Impact of Simulated Radiation Dose Reduction on Deep Learning-Based Renal Segmentation Performance: A Simulation Study Using the KiTS21 (2021 Kidney and Kidney Tumor Segmentation Challenge) Dataset.
Authors
Affiliations (2)
Affiliations (2)
- Biomedical Research Center, Korea University Guro Hospital, Seoul, Korea.

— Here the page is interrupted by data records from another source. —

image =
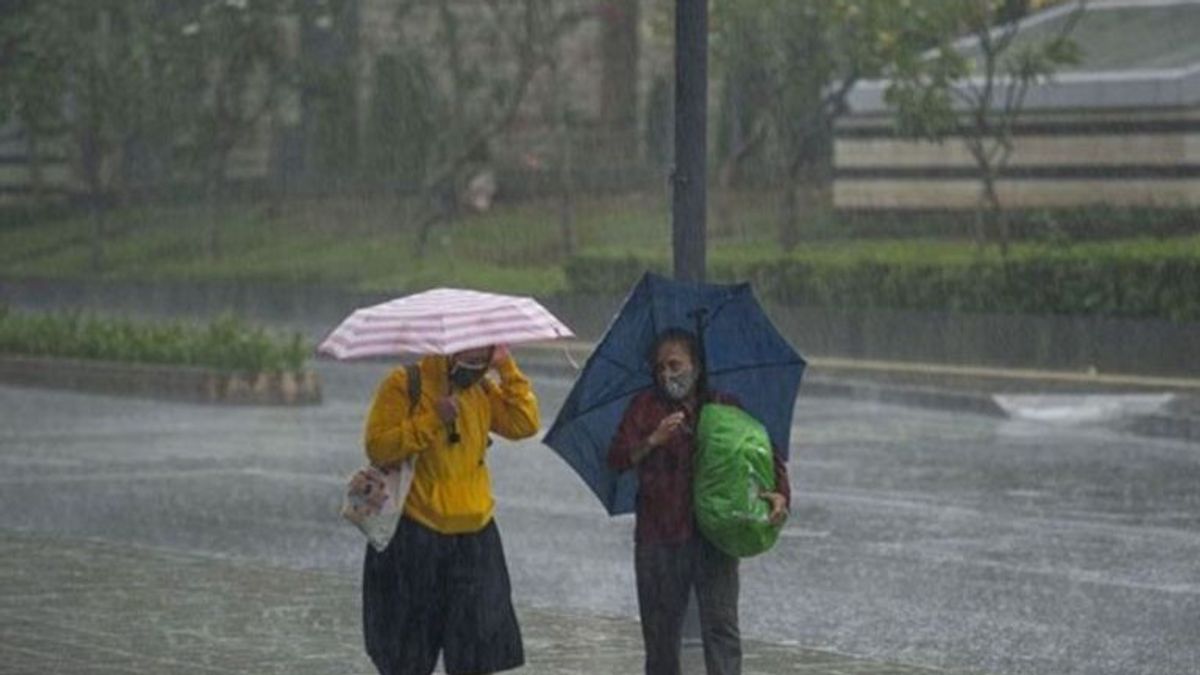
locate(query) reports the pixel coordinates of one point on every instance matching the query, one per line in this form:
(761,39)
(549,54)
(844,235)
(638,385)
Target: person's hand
(499,354)
(778,507)
(447,408)
(666,429)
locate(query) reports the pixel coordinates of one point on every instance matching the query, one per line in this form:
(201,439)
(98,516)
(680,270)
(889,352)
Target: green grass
(517,249)
(342,243)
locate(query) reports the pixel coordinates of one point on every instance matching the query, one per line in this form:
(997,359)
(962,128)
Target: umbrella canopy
(442,321)
(744,356)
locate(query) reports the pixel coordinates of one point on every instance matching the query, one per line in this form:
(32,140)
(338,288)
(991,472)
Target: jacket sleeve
(391,432)
(629,436)
(514,405)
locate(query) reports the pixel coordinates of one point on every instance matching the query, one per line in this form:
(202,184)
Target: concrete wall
(1134,157)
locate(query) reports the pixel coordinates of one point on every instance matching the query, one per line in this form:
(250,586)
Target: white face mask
(679,384)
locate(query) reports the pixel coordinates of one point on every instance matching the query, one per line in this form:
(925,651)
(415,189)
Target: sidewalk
(976,389)
(87,607)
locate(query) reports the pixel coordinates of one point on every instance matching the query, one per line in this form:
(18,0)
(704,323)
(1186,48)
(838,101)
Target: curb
(154,381)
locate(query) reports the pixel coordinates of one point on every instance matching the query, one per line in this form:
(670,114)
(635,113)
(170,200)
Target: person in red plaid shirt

- National IT Industry Promotion Agency, Jincheon, Korea. [email protected].
Abstract
This study aimed to quantitatively evaluate the effect of simulated radiation dose reduction on deep learning-based renal segmentation performance and to identify a clinically acceptable minimum dose threshold. Using the KiTS21 (2021 Kidney and Kidney Tumor Segmentation Challenge) dataset, which included 299 contrastenhanced computed tomography volumes with expert segmentation labels, 4 dose levels were simulated: 100%, 50%, 25%, and 10%. Dose reduction was simulated using Poisson noise modeling. A 2-dimensional U-Net with a ResNet34 encoder was trained exclusively on standard-dose images and evaluated across all dose levels using 5-fold cross-validation. Case-level performance was assessed using the Dice similarity coefficient (DSC), intersection over union, 95th-percentile Hausdorff distance (HD95), and volumetric error. Statistical significance was evaluated using the Wilcoxon signed-rank test with effect-size analysis. At the standard dose, the model achieved a case-level DSC of 0.948±0.044. Performance remained stable at 50% dose (0.945±0.046), declined moderately at 25% dose (0.939±0.052), and decreased more substantially at 10% dose (0.921±0.069). The Wilcoxon signed-rank test showed statistically significant differences between 100% dose and all reduced dose levels (P<0.001). HD95 increased from 4.73±4.82 pixels at 100% dose to 6.58±6.74 pixels at 10% dose. Deep learning-based renal segmentation demonstrated substantial robustness to simulated dose reduction. Performance remained clinically acceptable, with a DSC>0.93, down to 25% of the standard dose, suggesting that substantial dose reduction may be feasible without critically compromising artificial intelligence-assisted renal segmentation. The marked performance decline at 10% dose identifies a potential lower bound for clinical dose optimization.